It was during one of his dives when Vasilis Mentogiannis discovered a rare colony of seahorses in a remote gulf near the Chalkidiki point.
Talking to Reuters, he describes the experience, being submerged down to about eight or nine metres deep when he noticed them: “I saw a great many and I said to myself ‘hey, what’s going on here?’ I thought this was really remarkable.”
Seahorses are considered extremely rare and are not encountered often in Greek waters, so the diver wanted to do whatever he could in order to maintain this colony and help it thrive.
According to the Research Director of the Hellenic Centre for Marine Biology, Costas Dounas, “in one small islet, a group perseveres, lives and thrives. It’s like the last of the Mohicans.”
Back in 2010, they came under threat when a flood in the nearby village of Stratoni almost destroyed them, after wreckage was pushed into the waters, but it was thanks to Mentogiannis’ intervention that the colony managed to overcome this.
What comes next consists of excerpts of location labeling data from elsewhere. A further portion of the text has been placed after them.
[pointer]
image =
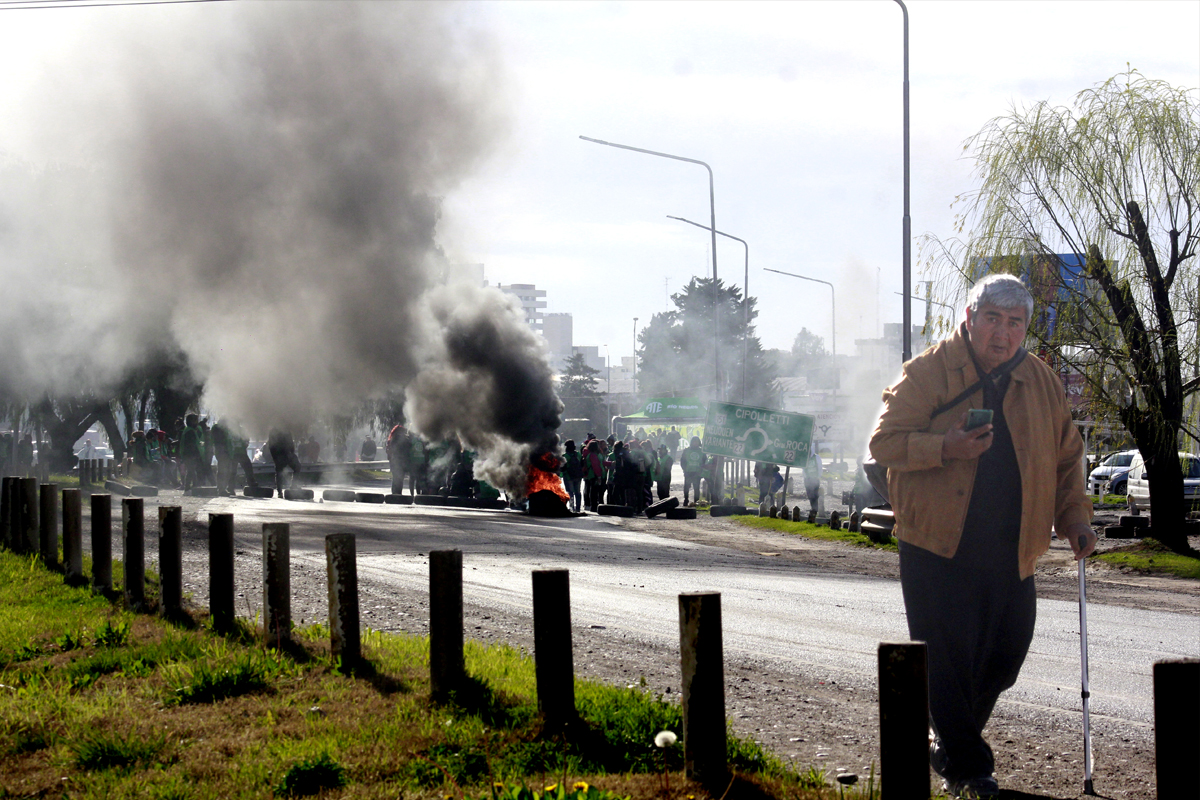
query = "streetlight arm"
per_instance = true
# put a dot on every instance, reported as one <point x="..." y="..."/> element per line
<point x="712" y="214"/>
<point x="745" y="288"/>
<point x="833" y="304"/>
<point x="719" y="233"/>
<point x="652" y="152"/>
He used ropes to create a maze for the seahorses, which in turn lead them to increase their population.
“They took to it well, it was very useful to them,” he tells Reuters.
“They could latch on to it, lie down and camouflage themselves on the rope”.
Having seen the seahorses raise their numbers, he hopes they can avoid any further disasters which would endanger their colony in the future, which is the reason why he chose to do a campaign: “We are talking about a very small region, I think just keeping the fishing boats away is something we can accomplish”.